ICLR2026
Squeeze the Soaked Sponge: Efficient Off-policy RFT for Large Language Model
Jing Liang, Jinyi Liu, Yi Ma, Hongyao Tang, YAN ZHENG, Shuyue Hu, LEI BAI, Jianye HAO
被引用 10 次
摘要
Reinforcement Learning (RL) has demonstrated its potential to improve the reasoning ability of Large Language Models (LLMs). Despite the superiority of self-improvement empowered by RL, one major limitation of most existing Reinforcement Finetuning (RFT) methods is that they are on-policy RL in nature, i.e., data generated during the past learning process is not fully utilized. This inevitably comes at a significant cost of compute and time, posing a stringent bottleneck on continuing economic and efficient scaling. To this end, we launch the renaissance of off-policy RL and explore the promise of learning from historical data in the context of RFT. Specifically, we propose Reincarnating Mix-policy Proximal Policy Gradient (ReMix), a general approach to enable on-policy RFT methods like PPO and GRPO to leverage off-policy data. ReMix consists of three major components: (1) Mix-policy proximal policy gradient with an increased Update-To-Data (UTD) ratio that utilizes the data generated by both the current policy and past polices for efficient training; (2) KL-Convex policy constraint that combines the KL constraints on the base model and the precedent model to balance the trade-off between stability and flexibility during training; (3) Policy reincarnation that replaces the base model with the mix-policy RFT model in the mid way of training and restarts on-policy training, to achieve a seamless transition from efficient early-stage learning to steady asymptotic improvement. In our experiments, we train a series of ReMix models based on PPO, GRPO from 1.5B, 7B base models.
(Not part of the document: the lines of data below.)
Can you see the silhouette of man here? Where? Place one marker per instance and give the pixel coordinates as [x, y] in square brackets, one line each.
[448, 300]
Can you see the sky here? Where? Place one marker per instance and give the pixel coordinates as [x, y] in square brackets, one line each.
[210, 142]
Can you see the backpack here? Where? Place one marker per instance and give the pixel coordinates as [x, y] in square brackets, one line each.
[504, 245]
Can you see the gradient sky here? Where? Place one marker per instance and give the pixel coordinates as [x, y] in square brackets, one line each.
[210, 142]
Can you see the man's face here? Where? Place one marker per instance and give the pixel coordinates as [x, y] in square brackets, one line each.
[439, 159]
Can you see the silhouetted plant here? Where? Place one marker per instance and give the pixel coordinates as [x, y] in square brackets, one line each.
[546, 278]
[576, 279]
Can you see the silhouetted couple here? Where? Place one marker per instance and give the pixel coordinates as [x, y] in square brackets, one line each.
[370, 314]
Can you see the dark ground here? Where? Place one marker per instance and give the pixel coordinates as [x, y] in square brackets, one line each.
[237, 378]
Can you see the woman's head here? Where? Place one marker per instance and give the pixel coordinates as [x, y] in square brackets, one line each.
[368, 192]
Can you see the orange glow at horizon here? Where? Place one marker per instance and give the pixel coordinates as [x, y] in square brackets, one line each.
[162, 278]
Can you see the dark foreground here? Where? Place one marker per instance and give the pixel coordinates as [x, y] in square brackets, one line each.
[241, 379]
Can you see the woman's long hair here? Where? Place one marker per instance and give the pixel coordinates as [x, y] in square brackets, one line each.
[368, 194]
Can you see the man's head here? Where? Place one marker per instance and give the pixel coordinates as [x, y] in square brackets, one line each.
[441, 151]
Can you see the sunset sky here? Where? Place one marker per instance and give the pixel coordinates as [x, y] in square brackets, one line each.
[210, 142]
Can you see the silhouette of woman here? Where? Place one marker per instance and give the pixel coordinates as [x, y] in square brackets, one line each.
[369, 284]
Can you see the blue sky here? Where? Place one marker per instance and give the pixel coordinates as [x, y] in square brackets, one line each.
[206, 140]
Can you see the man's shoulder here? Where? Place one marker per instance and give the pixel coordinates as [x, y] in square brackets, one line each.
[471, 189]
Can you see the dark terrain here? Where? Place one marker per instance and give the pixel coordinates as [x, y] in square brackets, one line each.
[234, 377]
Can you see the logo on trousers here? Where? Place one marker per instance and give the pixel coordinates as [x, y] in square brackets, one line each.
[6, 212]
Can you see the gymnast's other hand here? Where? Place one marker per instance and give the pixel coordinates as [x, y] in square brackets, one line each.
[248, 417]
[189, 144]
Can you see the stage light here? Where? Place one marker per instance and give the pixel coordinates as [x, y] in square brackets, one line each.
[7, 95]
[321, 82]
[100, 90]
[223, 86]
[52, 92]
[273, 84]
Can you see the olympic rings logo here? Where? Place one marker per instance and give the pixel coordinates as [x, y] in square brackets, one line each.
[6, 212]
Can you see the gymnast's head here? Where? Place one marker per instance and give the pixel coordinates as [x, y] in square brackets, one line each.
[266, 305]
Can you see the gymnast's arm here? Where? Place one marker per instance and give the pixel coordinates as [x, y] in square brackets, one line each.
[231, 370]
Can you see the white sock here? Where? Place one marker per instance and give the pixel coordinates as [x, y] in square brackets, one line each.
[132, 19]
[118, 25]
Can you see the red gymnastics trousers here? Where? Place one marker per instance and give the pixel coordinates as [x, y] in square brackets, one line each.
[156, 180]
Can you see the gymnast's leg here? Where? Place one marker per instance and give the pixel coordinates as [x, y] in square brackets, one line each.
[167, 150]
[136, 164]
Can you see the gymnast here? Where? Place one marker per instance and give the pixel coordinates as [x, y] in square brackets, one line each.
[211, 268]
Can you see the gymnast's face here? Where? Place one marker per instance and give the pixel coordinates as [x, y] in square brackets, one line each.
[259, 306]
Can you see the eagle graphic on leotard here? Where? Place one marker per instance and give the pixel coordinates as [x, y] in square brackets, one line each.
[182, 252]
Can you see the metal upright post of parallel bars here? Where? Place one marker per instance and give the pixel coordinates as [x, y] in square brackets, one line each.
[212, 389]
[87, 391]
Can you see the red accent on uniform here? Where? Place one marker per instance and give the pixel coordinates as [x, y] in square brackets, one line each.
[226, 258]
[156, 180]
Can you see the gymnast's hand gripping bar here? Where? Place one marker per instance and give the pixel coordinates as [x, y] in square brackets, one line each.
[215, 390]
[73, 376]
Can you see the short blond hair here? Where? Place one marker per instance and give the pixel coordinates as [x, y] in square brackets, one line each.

ReMix achieves an average Pass@1 accuracy of 52.10% (for 1.5B model) with 0.079M response rollouts, 350 training steps and achieves 63.27%/64.39% (for 7B model) with 0.007M/0.011M response rollouts, 50/75 training steps respectively, on five math reasoning benchmarks (i.e., AIME'24, AMC'23, Minerva, OlympiadBench, and MATH500). Compared with 15 recent advanced models, ReMix shows SOTA-level performance with an over 30x to 450x reduction in training cost in terms of rollout data volume, demonstrating superior training efficiency. In addition, we reveal insightful findings via multifaceted analysis, including the implicit preference for shorter responses due to the Whipping Effect of off-policy discrepancy, the collapse mode of self-reflection behavior under the presence of severe off-policyness, the performance under response length constraint, the impact of prompt format, etc.